When two music scholars collaborate on a Beethoven project, one can anticipate the unexpected. Katharina Uhde (violin) and R. Larry Todd (piano) presented Part I of their results: the Op. 12 sonatas for piano and violin. Their singular performance was preceded by Professor Todd’s insightful lecture to which he humorously referred to as “Salieri’s Revenge.” The lecture and performance took place in the Nelson Music Room on the campus of Duke University.

Why the dedication to Antonio Salieri? Professor Todd led us through his argument beginning with an unpublished set of variations Beethoven created from a simple theme from Salieri’s Falstaff. Beethoven’s embellishments proved his proficiency in the art of theme and variation and perhaps served as a portal into opera. Listening for this dramatic tendency Todd points out characteristics found in the violin sonatas. The first and third  for example, “begin rather like operatic overtures . . .” With this in mind, the artists primed us with excerpts and gestures, like exaggerated sigh figures, that might signify operatic characters.

Uhde and Todd performed the so-called early, three-movement sonatas in order. Informed by an operatic impulse, they played with a vivid sensibility that illuminates how this music stands apart from the works of the same genre by Haydn and Mozart. To begin with, for example, one hears right away the equal partnership between the pianist and violinist. Material is shared, passed back and forth, embellished and if you listen carefully, turned into dialogue. In the second movement of the A major sonata, I picture two young lovers saying good-bye. In this movement, abrupt changes in dynamics and unexpected accents are prescient to the works that will follow in the coming years. And finally, the third sonata, in the heroic key of E-flat, leads directly into the middle period of Beethoven’s life as a composer.   

Listening for evidence, I found myself immersed with rapt attention. Even Ms. Uhde’s small feathered hair clip projected a touch of theater. But there was no lack of sincerity in her playing. Knowing the music so well, she had the freedom to frequently communicate with the pianist. She even slipped in her own improvised cadenza in the third movement of the D major sonata. Breathing with her instrument, her phrasing was graceful, and articulation had the clarity and lightness of coloratura. Like Beethoven’s piano sonatas of the same period, Op. 12 holds treacherous passages that call for skilled hands. Todd played with great assuredness, including the bravura passages in the third sonata in E-flat. Together, they brought new life into music that has been performed and listened to for two-hundred years.  

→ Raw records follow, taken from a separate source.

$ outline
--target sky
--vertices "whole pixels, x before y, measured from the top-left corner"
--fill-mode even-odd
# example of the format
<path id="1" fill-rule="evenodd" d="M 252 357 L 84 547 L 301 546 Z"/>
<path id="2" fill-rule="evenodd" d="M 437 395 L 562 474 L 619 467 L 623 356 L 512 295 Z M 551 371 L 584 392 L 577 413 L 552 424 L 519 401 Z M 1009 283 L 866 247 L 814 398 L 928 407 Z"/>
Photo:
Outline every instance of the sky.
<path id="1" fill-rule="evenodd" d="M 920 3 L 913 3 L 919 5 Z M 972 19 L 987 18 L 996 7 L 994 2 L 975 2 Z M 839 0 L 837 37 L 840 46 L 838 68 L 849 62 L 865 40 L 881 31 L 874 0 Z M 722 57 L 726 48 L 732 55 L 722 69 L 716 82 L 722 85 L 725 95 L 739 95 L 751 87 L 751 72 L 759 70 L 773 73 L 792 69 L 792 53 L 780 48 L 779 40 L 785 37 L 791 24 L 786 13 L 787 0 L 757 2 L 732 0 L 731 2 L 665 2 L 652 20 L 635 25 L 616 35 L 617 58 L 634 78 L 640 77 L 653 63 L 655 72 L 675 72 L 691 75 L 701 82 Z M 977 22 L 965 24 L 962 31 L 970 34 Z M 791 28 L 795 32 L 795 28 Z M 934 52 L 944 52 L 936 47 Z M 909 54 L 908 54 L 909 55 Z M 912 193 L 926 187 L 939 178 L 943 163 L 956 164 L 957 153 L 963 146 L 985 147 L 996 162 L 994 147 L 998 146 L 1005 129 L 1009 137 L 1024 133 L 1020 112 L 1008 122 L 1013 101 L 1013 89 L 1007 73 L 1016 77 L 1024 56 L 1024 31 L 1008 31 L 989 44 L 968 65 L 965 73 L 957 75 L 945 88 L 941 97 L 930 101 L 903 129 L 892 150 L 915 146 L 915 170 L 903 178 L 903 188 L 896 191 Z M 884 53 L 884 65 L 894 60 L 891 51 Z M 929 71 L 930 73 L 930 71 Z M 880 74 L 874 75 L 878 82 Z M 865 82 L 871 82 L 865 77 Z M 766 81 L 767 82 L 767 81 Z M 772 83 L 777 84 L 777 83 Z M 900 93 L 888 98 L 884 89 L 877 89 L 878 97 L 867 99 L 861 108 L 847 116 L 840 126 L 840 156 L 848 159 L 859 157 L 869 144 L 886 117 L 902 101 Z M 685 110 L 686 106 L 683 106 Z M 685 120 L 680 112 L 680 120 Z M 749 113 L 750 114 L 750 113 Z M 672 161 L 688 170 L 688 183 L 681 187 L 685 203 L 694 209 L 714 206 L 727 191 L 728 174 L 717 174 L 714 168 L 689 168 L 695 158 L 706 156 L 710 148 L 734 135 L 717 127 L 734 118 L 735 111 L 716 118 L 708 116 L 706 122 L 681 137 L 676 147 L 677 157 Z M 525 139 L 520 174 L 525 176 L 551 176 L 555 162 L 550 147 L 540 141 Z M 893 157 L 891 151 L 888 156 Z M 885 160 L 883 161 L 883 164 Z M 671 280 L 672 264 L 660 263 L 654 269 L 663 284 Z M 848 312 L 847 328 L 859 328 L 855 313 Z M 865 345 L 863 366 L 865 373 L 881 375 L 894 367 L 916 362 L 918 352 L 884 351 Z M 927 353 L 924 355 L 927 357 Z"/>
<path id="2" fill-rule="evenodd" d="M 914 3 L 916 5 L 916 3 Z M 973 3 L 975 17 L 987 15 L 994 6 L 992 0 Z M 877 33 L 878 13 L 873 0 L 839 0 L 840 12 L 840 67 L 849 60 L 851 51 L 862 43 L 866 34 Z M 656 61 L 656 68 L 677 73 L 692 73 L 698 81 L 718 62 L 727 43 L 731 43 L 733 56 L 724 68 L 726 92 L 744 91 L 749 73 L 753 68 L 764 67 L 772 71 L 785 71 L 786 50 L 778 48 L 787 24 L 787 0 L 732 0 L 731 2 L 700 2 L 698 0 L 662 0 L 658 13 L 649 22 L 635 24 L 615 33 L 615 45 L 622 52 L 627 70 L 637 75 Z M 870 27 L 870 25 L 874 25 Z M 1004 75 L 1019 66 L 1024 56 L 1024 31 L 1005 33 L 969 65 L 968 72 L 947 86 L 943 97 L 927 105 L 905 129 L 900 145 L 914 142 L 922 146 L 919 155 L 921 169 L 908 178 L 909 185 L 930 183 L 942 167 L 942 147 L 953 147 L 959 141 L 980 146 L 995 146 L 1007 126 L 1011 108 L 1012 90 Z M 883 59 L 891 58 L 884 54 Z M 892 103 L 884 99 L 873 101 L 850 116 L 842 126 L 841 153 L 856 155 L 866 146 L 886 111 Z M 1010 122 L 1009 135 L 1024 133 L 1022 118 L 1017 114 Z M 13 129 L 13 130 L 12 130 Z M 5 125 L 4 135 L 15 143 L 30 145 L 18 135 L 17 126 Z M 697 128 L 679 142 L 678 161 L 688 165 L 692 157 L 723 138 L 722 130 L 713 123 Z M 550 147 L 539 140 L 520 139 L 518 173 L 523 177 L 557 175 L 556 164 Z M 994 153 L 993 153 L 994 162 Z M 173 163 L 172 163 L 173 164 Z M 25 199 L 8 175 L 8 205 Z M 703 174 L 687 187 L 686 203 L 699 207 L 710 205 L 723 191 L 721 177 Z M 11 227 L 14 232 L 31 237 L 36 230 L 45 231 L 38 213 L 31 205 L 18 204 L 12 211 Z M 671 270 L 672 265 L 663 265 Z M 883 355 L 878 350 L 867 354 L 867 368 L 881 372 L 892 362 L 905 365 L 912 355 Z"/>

I have re- imagined Beethoven’s glorious music, this time with new ears. And discovering for myself dramatic gestures like sweeping three-octave scales, I have again fallen in love with Beethoven’s violin sonatas. My thanks to the artists for the dedication it took to bring us this elegant performance. I can’t wait to hear the crown jewel in the spring, “The Kreutzer.”

Katharina Uhde holds a DMA from the University of Michigan and is currently a doctoral student in musicology under the direction of Professor R. Larry Todd. Todd is Arts & Sciences Professor of Music and former chair of the Music Department at Duke.

Part II of this series was cancelled at the last minute on December 2; we will update our calendar with a new date a.s.a.p. As of this writing, Parts III and IV are scheduled for March 4 and 5, 2013.